The new funding provides a mixture of invoice finance (£7m), trade finance (£1.5m) and foreign exchange facilities (£150k).

In addition to funding the UK business, BFS provided £700k of invoice finance funding to SBZ’s US-based sister company.

SBZ was established in 2003 and is a family-run business owned by Laurence Holder. The business is a supplier and distributor of fuel additives, lubricant additives, base oils, marker dyes and specialist products designed to meet the needs of international oil groups.

Following strong recent growth, SBZ has invested heavily in its business during 2017 and will be opening a new purpose-built blending plant at its current facilities in January 2018.

The business sought to increase the level of invoice finance funding that it could receive to manage an expected increase in orders.

BFS increased the facility to £7m after working with the business to understand future growth projections.

Laurence Holder, chief executive, SBZ Corporation, said: “We have seen significant growth in recent years as a result of increasing demand for our products.

“With a new facility opening soon, we needed additional buying power in order to purchase the supplies we require to serve our customers. Bibby Financial Services was able to provide us with the funding we needed in a short space of time.”

A key component that will support accelerated business growth is access to raw materials that SBZ imports into the UK.

In the past, the business has worked with European suppliers on shorter delivery times but often at a premium price.

Increasingly, the business is looking to suppliers in China and the Far East, which are more competitive in pricing, but orders often take between 6-8 weeks for delivery with payment required prior to dispatch.

With the help of its new trade finance facility, SBZ can pay its suppliers upfront, allowing for the longer delivery times, and remain in a positive cash flow position.

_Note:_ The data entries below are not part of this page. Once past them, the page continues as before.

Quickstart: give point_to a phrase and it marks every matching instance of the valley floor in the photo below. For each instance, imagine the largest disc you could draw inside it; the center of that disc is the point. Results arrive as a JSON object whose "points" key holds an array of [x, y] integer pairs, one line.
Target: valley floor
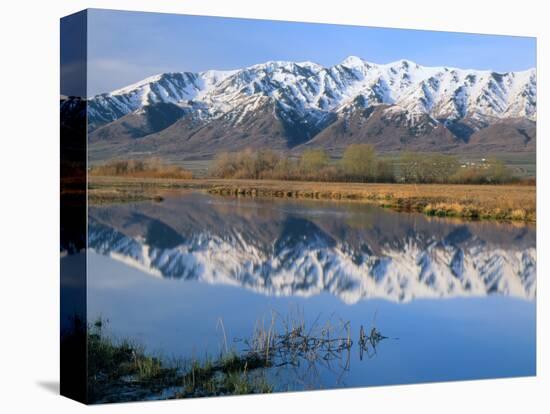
{"points": [[501, 202]]}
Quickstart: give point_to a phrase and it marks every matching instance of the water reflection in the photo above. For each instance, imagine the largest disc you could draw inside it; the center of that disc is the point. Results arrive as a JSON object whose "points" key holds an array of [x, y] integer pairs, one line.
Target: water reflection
{"points": [[304, 249]]}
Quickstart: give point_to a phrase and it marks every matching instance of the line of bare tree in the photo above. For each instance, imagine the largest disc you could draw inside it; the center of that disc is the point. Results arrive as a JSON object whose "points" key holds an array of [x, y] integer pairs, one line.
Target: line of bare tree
{"points": [[360, 163]]}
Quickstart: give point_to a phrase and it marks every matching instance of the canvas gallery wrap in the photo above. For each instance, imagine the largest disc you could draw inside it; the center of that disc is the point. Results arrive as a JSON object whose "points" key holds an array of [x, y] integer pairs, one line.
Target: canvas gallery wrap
{"points": [[255, 206]]}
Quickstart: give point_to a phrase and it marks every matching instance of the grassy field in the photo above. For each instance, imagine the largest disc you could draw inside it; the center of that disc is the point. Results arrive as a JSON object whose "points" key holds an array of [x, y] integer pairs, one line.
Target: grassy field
{"points": [[501, 202]]}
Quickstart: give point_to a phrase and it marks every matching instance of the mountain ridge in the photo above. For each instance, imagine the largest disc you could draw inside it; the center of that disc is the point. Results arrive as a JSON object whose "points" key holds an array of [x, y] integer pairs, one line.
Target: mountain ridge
{"points": [[307, 98]]}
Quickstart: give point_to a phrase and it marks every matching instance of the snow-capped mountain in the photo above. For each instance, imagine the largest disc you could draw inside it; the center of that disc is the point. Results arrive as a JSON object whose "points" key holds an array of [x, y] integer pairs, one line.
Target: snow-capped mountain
{"points": [[307, 97], [273, 253]]}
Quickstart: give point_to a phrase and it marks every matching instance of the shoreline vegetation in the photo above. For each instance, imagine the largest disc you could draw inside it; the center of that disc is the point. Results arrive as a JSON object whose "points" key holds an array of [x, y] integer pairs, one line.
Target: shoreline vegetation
{"points": [[499, 202], [433, 184], [123, 370]]}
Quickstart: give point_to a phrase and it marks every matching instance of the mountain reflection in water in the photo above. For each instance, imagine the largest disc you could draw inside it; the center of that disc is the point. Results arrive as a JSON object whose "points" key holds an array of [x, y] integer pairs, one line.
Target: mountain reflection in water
{"points": [[283, 248]]}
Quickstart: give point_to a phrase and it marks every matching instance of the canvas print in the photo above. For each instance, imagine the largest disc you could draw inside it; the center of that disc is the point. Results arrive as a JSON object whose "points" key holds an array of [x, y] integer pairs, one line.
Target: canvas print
{"points": [[254, 206]]}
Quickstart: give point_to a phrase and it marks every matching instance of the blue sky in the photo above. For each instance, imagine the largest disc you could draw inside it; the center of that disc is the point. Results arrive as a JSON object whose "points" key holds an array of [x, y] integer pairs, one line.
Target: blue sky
{"points": [[124, 47]]}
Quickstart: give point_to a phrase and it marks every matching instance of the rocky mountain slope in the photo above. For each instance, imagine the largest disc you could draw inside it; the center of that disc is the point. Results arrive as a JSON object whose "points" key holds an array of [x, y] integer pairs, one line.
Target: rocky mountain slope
{"points": [[288, 105]]}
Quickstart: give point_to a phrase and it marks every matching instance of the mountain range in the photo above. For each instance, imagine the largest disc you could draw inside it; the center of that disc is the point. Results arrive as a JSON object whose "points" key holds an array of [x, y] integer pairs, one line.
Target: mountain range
{"points": [[290, 106]]}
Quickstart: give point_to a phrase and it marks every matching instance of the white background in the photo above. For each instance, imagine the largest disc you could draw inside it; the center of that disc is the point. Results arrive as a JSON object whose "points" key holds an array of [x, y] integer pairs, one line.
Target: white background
{"points": [[29, 222]]}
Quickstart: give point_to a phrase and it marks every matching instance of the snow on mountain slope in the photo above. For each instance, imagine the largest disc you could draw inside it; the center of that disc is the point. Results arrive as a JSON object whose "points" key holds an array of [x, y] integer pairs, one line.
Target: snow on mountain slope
{"points": [[307, 266], [310, 91]]}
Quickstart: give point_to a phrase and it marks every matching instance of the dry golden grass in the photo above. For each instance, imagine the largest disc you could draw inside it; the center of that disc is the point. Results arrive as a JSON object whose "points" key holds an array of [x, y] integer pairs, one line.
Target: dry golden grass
{"points": [[149, 168], [503, 202]]}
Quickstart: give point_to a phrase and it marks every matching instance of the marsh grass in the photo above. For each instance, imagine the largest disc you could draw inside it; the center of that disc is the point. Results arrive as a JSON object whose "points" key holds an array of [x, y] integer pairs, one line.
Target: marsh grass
{"points": [[122, 370], [148, 168]]}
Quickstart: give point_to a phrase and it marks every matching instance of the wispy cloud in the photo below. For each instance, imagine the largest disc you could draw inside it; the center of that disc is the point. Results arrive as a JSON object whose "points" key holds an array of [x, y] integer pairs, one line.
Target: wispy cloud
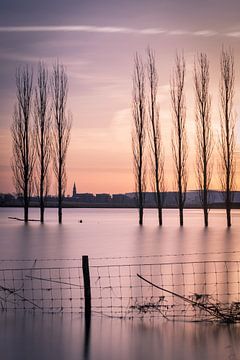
{"points": [[113, 30]]}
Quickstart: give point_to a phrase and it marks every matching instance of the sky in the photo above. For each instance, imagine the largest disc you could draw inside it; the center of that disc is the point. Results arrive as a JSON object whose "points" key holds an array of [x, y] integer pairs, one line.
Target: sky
{"points": [[96, 41]]}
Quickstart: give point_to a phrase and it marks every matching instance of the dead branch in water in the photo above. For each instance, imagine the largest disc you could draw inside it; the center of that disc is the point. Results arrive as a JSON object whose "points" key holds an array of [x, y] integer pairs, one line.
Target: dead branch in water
{"points": [[226, 315]]}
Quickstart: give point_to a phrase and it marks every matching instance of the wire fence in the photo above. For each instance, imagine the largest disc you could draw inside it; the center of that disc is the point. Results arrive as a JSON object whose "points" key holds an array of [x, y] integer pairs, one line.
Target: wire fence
{"points": [[180, 290]]}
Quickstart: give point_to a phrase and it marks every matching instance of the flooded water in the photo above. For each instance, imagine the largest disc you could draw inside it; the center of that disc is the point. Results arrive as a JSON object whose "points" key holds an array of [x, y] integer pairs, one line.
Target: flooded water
{"points": [[114, 233]]}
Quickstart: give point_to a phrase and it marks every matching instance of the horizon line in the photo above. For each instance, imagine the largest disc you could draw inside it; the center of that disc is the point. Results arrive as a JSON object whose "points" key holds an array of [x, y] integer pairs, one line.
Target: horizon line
{"points": [[116, 30]]}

Holder added: “As a result of the EU referendum and the fall in the pound, we have seen our costs go up as we import a large proportion of our raw materials. At the same time, we have tried our best to keep our prices the same for our customers.

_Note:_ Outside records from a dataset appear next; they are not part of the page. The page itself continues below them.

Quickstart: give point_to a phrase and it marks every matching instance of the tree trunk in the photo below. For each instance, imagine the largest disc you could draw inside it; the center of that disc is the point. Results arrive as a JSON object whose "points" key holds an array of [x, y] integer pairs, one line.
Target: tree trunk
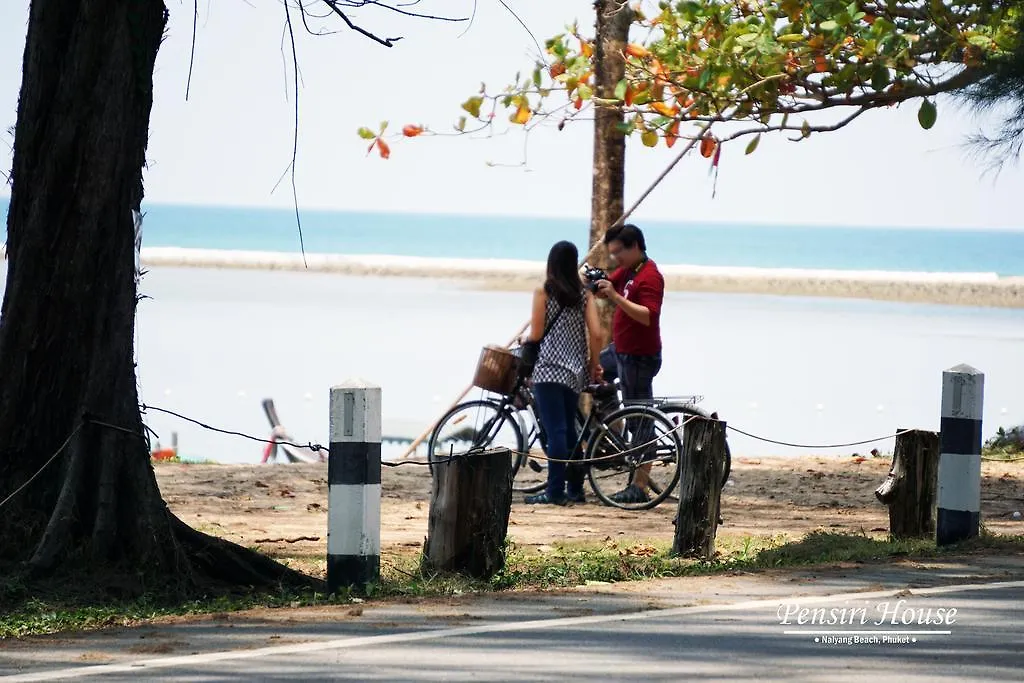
{"points": [[607, 196], [909, 489], [469, 514], [69, 312], [699, 488]]}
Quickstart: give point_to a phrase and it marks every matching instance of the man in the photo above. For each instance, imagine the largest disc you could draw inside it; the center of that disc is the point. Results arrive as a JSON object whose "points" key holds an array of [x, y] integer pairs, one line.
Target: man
{"points": [[636, 288]]}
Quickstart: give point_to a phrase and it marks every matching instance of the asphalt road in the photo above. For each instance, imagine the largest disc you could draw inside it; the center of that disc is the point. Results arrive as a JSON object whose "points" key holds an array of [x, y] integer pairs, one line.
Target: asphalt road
{"points": [[982, 640]]}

“We have therefore increasingly looked to other suppliers which are able to keep us competitive by providing raw materials at a lower cost. To remain in a strong cash flow position, we now use our trade finance facility to navigate the different payment terms from international suppliers and are able to pay upfront.”

The final component of the funding package is a foreign exchange facility, which allows the business to buy in China while trading in US dollars.

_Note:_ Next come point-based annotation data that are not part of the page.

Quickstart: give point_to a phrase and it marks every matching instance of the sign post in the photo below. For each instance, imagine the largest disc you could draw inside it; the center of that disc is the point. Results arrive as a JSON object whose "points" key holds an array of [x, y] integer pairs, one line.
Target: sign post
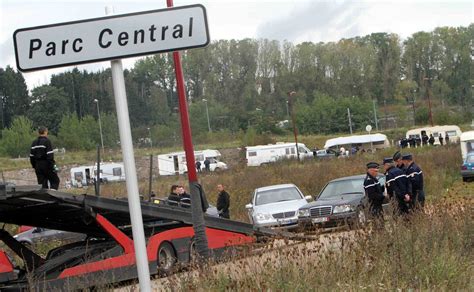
{"points": [[112, 38]]}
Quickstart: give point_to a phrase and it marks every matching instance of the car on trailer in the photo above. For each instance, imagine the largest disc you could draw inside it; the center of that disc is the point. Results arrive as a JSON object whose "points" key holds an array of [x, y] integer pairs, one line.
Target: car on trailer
{"points": [[107, 254]]}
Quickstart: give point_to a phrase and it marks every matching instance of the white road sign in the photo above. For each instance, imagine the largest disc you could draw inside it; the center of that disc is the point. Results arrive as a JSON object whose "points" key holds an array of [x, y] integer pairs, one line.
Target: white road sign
{"points": [[112, 37]]}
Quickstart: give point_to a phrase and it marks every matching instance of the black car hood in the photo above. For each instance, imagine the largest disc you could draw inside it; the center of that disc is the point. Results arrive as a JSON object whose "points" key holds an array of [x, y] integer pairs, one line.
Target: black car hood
{"points": [[348, 199]]}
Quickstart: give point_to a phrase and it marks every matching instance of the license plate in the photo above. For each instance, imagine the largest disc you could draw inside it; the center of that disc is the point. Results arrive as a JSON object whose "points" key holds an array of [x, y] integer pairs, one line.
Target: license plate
{"points": [[320, 219]]}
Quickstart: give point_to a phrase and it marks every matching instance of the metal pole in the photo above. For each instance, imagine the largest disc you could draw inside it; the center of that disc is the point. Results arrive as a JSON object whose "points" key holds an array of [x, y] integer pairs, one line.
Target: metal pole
{"points": [[97, 175], [196, 190], [207, 113], [429, 99], [350, 121], [295, 131], [150, 178], [375, 116], [100, 125], [130, 173]]}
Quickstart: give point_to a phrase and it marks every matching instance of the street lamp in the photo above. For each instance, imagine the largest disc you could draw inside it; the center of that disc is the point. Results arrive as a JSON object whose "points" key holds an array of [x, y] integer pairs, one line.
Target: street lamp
{"points": [[151, 141], [207, 113], [295, 132], [100, 125]]}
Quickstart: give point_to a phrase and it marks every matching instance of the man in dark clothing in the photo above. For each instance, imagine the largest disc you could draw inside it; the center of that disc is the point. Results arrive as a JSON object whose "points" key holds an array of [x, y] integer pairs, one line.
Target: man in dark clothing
{"points": [[373, 190], [42, 160], [397, 185], [431, 140], [174, 198], [207, 164], [415, 176], [223, 202]]}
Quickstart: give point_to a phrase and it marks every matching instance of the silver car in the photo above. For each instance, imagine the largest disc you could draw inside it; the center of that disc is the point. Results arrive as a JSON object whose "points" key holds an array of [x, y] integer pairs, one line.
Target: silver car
{"points": [[276, 206]]}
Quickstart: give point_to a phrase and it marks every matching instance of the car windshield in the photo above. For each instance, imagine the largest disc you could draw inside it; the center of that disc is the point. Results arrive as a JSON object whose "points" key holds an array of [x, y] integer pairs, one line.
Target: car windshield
{"points": [[343, 187], [277, 195]]}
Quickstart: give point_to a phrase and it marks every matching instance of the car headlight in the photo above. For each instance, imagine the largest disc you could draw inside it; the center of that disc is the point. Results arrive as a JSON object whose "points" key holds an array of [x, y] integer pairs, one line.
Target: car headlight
{"points": [[343, 209], [263, 217], [303, 213]]}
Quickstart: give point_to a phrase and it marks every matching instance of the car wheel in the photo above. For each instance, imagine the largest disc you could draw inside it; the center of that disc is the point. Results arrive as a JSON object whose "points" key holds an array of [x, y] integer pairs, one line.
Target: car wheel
{"points": [[166, 258]]}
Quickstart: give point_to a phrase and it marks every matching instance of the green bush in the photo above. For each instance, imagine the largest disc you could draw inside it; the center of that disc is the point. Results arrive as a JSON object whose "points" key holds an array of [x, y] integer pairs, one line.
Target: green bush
{"points": [[17, 139]]}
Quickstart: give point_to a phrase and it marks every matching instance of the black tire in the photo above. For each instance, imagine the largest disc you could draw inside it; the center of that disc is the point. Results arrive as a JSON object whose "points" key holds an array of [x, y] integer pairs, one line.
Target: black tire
{"points": [[166, 260]]}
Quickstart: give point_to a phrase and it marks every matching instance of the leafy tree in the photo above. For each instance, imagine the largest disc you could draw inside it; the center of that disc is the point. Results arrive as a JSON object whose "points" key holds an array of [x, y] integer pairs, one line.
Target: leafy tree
{"points": [[49, 104], [17, 139]]}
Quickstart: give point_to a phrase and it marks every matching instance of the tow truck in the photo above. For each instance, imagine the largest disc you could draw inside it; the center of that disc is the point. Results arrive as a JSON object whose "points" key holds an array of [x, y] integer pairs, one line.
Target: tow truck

SBZ can agree forward contracts which lock in the exchange rate at an agreed price, removing the risk of volatility in currency markets.

Paul Fraser, director of specialist at Bibby Financial Services, said: “SBZ was initially only looking for additional buying power, but by discussing the business’s needs and developing a keen understanding of its ambitions, we were able to put together a suite of products to help it realise its growth.”

SBZ Corporation was introduced to BFS through Trade Finance Global, which helps businesses to find the best trade and invoice finance solutions from a range of funders.